É isso que mostra uma pesquisa de maio de 2019 feita pelo YouGov. Ainda de acordo com o estudo, os consumidores LGBTQIA + estavam mais aptos do que os não-LGBTQIA a considerar a compra de um produto de uma empresa que veicula um anúncio com um casal do mesmo sexo. Vale observar que quanto mais jovem é o público, maior a probabilidade de que ele considere a compra de um produto cujo anúncio inclua casais do mesmo sexo.

Com essas informações, muitas marcas ainda não afinaram seus discursos quando se envolvem com consumidores LGBTQIA+. Dentre os principais deslizes, estão o receio com o que a audiência CIS e heterossexual espera, o estereótipo na representação dos grupos LGBTQIA+ e a falta de um discurso que realmente construa pontes e demonstre diversidade.

Os cuidados com o discurso

Usar a voz da marca em favor da diversidade é uma atitude que requer constante aprendizado. São diversos fatores que exigem esse cuidado, do entendimento sobre as necessidades e preferências do público até o gerenciamento de crise. 

Conquistar a comunidade queer envolve muito mais do que retratar pessoas LGBTQIA+ em anúncios, elogiar as causas ou lançar produtos com o tema em junho. É fundamental que as marcas tenham consistência ou pelo menos contem com um plano de continuidade.

Além disso, é importante entender a diferença entre representar e retratar o público LGBTQIA+. Evitar estereótipos e apresentar grupos minoritários de maneira igualitária é o que torna uma marca genuinamente engajada, em vez de meramente oportunista. O uso da inteligência cultural deve ser prioridade, para que as campanhas retratem pessoas de maneiras que não sejam ofensivas e que seja capaz de unir pessoas com temas universais. 

Outro ponto que merece atenção é esperar as críticas. Em uma sociedade polarizada e marcada pela “cultura de cancelamento”, principalmente nas mídias sociais, as críticas podem chegar a todas as marcas, especialmente àquelas que demonstram comprometimento com causas que costumam inflamar pessoas de grupos opostos. 

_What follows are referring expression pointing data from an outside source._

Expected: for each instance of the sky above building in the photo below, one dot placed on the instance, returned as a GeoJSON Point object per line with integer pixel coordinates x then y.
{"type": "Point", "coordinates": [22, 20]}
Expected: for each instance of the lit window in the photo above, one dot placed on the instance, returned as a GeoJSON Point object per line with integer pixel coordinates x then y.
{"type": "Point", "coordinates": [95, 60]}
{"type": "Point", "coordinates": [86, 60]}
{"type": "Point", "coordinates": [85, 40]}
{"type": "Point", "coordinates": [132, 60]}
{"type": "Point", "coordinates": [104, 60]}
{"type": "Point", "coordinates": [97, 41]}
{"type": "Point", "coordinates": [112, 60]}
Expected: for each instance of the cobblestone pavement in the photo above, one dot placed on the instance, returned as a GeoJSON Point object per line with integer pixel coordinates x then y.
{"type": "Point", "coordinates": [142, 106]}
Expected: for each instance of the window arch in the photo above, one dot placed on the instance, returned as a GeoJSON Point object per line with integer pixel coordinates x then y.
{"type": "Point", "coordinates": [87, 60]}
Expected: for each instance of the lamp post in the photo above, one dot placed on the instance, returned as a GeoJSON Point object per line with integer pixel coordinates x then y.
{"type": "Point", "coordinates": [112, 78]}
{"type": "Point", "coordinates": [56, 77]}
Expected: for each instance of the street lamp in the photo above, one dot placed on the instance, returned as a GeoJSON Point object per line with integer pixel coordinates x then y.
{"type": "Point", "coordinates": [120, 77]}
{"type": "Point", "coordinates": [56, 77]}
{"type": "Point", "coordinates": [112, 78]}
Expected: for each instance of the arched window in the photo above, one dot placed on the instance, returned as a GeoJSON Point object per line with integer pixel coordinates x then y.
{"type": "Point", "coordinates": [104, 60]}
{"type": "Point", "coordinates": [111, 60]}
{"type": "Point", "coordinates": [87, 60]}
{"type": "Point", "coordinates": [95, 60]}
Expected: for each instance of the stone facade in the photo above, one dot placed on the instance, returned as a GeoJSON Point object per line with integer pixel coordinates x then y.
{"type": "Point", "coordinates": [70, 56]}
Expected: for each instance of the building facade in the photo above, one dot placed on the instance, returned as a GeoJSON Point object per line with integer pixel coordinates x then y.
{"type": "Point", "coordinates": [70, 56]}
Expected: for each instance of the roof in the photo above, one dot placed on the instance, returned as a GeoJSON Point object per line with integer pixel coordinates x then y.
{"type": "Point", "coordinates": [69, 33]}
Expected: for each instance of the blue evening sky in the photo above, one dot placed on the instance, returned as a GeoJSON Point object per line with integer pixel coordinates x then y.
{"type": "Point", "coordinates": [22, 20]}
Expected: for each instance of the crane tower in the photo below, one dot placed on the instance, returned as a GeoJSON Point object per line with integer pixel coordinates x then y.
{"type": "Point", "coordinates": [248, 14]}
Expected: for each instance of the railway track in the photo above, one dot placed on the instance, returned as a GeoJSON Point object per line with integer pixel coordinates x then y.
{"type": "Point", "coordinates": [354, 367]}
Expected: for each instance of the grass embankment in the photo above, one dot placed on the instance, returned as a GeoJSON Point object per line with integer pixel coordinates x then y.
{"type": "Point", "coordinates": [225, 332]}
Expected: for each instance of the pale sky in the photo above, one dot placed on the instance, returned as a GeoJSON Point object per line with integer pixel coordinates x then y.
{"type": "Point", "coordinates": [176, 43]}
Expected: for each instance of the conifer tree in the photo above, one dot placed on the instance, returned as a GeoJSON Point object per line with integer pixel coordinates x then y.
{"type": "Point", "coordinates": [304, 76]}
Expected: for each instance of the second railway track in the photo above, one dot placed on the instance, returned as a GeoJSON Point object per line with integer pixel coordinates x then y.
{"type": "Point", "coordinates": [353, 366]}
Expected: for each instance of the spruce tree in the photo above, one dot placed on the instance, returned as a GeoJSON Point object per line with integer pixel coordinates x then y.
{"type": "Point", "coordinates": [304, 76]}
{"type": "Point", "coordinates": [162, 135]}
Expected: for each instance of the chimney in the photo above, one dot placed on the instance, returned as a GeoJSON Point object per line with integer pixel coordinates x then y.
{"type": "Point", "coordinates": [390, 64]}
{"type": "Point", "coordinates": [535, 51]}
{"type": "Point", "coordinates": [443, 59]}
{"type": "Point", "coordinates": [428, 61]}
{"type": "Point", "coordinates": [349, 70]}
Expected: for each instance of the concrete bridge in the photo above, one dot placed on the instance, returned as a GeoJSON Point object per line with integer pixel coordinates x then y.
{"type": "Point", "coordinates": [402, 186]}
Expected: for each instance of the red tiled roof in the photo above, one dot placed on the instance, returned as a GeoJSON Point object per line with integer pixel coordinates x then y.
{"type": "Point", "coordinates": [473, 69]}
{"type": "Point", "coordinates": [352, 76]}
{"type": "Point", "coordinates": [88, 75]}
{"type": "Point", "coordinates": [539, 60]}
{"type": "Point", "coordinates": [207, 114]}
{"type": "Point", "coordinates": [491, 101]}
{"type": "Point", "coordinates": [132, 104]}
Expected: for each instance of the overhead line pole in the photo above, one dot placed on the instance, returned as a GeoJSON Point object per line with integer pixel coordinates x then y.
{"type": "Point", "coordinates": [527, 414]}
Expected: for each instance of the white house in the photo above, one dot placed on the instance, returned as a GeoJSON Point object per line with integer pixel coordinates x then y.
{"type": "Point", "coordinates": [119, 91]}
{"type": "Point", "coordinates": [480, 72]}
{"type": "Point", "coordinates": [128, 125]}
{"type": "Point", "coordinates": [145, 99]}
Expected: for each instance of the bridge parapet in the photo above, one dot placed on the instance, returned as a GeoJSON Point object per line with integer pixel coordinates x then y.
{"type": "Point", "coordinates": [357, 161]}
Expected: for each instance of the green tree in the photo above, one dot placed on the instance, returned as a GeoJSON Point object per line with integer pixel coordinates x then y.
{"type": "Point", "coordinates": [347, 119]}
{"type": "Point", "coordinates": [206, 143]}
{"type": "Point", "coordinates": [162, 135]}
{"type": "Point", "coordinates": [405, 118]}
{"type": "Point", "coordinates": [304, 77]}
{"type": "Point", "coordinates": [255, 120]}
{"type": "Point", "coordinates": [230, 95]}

4 boas práticas para participar genuinamente das discussões em torno da diversidade

Conecte sua marca com propósito

Em vez de apenas usar datas como o mês do orgulho LGBTQIA+ e outras como oportunidade de mostrar sua marca, levante a voz do seu negócio em favor do impacto social. Uma das formas mais efetivas para tal é criar campanhas para além do mês de junho, retratando o público fora de silos de raça, gênero, orientação sexual e priorizando a diversidade em todas as ações.

Priorize o aprendizado constante

Coloque o consumidor no centro e procure estar atento às demandas e ao que está nos trendings das redes sociais. Use os canais para compreender sua audiência e monitorar o que está sendo dito. Além disso, busque entender e aprender constantemente, a fim de criar campanhas efetivas, livres de estereótipos. 

Engaje seus times

Times engajados com os valores e a missão da marca poderão criar experiências autênticas para seus públicos, bem como sugerir com mais liberdade e se comprometer a sempre fazer melhor. 

Use a tecnologia para mapear

A tecnologia vem ajudando os times de marketing a identificar e eliminar a exclusão e tornar as campanhas mais acessíveis. Mas ferramentas inovadoras, especialmente de monitoramento e Social Listening também precisam ser usadas com cautela pelos profissionais de marketing, que devem implantar, monitorar e ajustar cuidadosamente a fim de obter dados para criar de forma justa e efetiva.